27 de July de 2024

De que forma Oppenheimer conseguiu desenvolver uma bomba atômica antes dos nazistas?

Na Alemanha durante o regime nazista em 1938, os cientistas conseguiram um feito impressionante: eles foram capazes de realizar a divisão de um átomo.

Quando os físicos de Princeton receberam a informação, ficaram extremamente agitados. Além da empolgação com a descoberta, outras consequências se tornaram evidentes rapidamente: não apenas esse evento, conhecido como fissão nuclear, resultou na formação de dois átomos menores, mas também liberou uma quantidade considerável de energia ao romper essas poderosas ligações atômicas. Isso pode indicar a possibilidade de uma bomba atômica.

Os equipamentos do governo começaram a tremer. Poucos meses depois, em abril de 1939, começou o programa alemão de armas nucleares, chamado Uranverein, que contava com a participação de mentes brilhantes como Werner Heisenberg, um físico teórico excepcional. Em agosto, Albert Einstein enviou uma carta ao presidente Franklin Roosevelt, pedindo que acelerasse a pesquisa atômica. Einstein mencionou que os nazistas haviam assumido o controle de minas de urânio na então Tchecoslováquia e deixaram de vender esse material valioso.

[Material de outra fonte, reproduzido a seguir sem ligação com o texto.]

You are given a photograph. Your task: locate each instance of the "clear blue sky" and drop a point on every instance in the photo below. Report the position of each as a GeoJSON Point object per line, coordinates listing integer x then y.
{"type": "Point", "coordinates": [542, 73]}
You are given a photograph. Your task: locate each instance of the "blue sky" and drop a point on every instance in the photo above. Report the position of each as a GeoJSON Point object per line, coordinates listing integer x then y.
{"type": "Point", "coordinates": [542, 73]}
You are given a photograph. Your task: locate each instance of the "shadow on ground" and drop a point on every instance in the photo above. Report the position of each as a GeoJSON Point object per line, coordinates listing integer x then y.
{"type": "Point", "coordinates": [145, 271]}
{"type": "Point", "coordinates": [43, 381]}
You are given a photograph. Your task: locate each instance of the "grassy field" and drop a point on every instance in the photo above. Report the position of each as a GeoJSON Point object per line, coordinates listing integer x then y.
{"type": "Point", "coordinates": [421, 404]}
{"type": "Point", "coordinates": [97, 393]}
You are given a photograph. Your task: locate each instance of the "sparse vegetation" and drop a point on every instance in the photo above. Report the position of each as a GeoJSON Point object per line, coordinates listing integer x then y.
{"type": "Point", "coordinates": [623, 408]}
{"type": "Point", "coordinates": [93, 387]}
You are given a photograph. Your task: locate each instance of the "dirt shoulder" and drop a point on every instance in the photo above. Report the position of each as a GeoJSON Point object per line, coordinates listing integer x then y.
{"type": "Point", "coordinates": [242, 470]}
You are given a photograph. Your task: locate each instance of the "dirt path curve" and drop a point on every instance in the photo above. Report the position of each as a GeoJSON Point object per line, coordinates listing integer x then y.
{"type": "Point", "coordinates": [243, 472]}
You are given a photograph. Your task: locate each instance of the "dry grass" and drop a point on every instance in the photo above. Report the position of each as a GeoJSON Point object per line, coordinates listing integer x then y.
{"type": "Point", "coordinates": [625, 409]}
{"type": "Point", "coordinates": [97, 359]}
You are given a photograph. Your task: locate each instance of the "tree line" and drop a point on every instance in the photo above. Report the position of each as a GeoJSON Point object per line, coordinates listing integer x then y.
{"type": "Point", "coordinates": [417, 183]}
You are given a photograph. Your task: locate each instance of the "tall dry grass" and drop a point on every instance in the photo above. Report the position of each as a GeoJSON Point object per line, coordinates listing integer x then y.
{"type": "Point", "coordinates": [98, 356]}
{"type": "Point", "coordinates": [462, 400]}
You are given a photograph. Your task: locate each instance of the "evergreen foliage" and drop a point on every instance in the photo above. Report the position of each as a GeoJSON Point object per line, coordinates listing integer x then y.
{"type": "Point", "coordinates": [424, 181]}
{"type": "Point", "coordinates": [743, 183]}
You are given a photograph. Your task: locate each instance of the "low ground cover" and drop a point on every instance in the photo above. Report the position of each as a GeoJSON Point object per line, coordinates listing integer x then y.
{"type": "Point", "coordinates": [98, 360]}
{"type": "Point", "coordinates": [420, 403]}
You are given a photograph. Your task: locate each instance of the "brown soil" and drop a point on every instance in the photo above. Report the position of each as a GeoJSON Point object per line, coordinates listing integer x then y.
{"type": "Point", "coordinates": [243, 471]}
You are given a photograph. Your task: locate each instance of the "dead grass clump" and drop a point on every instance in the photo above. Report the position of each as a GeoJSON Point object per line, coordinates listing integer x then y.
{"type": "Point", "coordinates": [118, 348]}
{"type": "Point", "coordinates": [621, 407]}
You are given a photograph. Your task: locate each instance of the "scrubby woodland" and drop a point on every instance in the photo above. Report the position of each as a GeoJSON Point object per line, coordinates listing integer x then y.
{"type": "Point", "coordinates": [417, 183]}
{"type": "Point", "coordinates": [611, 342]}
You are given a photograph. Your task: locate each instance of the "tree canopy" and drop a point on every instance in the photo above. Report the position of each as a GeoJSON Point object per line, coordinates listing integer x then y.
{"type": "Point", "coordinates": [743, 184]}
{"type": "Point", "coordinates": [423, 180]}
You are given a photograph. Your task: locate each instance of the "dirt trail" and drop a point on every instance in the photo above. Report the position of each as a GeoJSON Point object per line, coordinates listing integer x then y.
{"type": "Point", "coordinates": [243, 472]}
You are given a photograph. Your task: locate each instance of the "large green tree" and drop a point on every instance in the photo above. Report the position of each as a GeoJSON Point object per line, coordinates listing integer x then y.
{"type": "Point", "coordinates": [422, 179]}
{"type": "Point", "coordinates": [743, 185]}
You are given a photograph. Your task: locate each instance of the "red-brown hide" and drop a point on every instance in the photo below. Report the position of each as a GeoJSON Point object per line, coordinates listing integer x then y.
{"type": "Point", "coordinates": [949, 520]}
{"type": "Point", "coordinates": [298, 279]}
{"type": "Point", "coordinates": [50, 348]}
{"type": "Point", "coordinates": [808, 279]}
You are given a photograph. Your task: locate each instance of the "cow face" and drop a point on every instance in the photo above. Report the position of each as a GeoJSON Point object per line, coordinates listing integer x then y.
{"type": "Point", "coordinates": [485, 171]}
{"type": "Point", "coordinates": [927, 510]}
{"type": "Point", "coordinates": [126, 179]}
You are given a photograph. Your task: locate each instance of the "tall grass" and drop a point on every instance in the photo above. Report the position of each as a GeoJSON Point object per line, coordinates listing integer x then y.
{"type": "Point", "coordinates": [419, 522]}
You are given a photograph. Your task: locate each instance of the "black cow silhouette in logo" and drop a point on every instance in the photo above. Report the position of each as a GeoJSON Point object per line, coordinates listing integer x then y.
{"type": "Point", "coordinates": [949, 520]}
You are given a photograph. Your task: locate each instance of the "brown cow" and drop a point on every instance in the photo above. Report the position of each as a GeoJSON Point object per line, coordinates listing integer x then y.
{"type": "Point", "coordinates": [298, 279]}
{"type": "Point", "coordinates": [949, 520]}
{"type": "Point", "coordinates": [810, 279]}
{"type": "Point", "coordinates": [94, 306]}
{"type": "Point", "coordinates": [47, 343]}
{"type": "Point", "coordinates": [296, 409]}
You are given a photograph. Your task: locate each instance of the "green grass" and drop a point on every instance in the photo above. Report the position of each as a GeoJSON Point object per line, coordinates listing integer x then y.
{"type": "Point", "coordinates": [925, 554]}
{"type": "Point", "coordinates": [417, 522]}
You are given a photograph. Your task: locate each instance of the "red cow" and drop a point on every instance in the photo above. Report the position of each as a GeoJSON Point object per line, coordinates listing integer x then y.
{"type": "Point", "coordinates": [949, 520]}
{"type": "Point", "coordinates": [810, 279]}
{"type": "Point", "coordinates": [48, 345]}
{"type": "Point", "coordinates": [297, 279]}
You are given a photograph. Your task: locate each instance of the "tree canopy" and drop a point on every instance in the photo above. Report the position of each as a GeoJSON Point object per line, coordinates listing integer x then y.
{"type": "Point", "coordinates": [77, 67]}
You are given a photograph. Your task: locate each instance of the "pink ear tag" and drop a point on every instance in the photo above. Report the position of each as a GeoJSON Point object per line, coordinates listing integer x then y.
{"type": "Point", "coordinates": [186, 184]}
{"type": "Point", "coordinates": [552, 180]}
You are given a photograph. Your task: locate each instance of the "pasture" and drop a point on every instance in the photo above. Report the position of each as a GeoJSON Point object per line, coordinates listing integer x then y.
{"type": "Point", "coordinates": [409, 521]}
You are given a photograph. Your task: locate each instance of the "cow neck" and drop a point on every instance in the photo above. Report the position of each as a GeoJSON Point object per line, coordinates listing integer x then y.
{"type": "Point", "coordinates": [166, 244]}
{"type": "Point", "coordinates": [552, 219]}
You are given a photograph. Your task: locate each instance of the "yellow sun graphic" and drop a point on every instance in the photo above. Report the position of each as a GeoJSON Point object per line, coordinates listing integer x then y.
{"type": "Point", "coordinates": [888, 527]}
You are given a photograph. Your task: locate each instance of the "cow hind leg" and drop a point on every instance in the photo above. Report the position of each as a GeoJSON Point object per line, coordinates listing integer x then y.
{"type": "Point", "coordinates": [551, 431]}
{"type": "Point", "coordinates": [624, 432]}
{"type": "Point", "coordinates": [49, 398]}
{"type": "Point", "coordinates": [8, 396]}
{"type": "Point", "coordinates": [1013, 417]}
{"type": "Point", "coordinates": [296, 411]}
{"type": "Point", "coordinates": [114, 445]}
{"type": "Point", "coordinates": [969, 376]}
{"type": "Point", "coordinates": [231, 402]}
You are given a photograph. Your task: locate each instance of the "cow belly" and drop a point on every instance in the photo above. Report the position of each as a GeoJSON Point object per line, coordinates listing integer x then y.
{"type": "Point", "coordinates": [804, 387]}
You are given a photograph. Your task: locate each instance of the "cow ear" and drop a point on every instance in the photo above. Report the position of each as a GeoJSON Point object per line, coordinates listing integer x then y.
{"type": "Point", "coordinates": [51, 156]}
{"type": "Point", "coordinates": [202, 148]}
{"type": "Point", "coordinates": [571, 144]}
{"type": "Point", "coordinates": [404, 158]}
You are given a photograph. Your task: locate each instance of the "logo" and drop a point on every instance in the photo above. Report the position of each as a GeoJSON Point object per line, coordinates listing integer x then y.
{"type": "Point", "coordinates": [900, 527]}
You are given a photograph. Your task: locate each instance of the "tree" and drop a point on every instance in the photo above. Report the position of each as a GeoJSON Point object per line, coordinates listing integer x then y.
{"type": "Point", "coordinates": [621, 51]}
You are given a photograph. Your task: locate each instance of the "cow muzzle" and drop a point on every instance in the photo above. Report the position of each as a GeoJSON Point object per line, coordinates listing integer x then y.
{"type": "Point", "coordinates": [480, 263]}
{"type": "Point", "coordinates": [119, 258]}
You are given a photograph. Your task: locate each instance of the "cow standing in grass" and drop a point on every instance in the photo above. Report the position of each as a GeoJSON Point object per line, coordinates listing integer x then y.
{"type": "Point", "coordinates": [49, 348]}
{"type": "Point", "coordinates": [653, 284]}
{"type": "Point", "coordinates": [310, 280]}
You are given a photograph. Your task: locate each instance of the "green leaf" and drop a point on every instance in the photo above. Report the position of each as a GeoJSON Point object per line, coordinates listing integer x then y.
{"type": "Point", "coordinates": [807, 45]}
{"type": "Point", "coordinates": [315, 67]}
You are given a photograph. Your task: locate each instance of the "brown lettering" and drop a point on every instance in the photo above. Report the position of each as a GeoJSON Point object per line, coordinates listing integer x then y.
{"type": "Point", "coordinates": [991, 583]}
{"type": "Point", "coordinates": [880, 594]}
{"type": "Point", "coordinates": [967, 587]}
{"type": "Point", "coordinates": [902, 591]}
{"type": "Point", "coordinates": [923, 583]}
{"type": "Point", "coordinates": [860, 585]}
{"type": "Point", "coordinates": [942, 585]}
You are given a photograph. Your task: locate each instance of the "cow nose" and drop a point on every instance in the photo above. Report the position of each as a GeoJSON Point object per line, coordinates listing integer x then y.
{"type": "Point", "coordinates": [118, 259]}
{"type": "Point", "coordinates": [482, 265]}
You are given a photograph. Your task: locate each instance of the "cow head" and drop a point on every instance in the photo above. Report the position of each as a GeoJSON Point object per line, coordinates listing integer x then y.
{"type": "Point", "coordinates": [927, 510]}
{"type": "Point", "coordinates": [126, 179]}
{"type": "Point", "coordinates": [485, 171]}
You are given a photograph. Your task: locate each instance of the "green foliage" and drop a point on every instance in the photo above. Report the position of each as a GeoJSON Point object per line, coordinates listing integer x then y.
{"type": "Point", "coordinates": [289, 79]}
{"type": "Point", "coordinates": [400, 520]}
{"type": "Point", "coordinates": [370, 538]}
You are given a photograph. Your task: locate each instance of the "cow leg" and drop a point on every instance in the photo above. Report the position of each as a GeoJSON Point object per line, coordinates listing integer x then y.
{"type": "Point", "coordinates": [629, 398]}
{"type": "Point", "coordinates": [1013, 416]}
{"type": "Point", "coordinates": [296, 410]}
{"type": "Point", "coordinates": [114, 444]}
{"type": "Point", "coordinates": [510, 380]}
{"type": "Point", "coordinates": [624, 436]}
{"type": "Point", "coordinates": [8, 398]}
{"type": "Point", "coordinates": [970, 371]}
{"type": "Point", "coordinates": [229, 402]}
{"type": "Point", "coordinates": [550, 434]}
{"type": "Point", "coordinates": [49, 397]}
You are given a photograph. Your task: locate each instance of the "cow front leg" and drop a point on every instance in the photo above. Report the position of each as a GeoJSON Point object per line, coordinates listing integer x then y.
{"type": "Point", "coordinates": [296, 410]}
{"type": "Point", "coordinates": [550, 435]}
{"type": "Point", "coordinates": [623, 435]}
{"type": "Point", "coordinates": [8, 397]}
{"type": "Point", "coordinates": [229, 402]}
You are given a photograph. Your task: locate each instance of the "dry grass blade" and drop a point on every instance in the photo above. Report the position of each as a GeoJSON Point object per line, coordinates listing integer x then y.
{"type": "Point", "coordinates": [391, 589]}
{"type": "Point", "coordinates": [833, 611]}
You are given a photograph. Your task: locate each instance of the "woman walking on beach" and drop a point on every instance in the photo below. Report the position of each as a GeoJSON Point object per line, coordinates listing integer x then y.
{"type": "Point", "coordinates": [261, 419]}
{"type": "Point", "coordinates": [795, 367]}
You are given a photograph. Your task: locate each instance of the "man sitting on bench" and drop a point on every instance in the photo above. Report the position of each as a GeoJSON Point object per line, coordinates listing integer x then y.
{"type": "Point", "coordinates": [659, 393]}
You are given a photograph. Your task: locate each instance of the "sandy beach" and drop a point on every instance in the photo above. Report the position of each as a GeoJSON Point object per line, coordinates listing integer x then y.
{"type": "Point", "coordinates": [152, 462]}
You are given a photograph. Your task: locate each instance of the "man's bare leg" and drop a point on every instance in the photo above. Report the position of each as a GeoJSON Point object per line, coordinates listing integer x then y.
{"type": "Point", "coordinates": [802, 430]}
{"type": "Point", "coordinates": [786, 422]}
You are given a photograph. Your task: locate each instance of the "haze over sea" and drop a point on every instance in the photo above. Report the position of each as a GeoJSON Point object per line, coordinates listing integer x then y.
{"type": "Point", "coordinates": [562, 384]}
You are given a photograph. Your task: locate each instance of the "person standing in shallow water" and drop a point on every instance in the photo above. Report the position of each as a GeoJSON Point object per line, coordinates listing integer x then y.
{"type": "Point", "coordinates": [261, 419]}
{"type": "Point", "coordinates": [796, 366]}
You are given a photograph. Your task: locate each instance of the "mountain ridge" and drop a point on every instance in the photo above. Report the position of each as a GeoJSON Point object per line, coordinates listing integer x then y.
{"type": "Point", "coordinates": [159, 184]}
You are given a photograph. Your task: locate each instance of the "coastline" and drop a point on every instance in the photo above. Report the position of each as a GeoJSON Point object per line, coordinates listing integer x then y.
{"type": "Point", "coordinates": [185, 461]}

A partir de 1943, os Estados Unidos empreenderam um esforço secreto liderado pelo físico J. Robert Oppenheimer para desenvolver uma bomba atômica. Graças ao poder industrial e científico do país, em 1945 eles já haviam construído, testado e utilizado com sucesso essas armas. Enquanto isso, os nazistas estavam muito atrasados nessa tecnologia e ainda não haviam conseguido gerar a reação em cadeia atômica necessária para uma arma desse tipo.

Os nazistas nunca estiveram no poder, mas os Estados Unidos sempre temiam que pudessem estar.

Mark Walker, um historiador especializado na história alemã moderna e suas aspirações nucleares, afirmou à Mashable que havia um grande temor na época. Ele sugere que os alemães possivelmente estavam à frente nesse campo, o que foi o impulso necessário para que continuassem avançando.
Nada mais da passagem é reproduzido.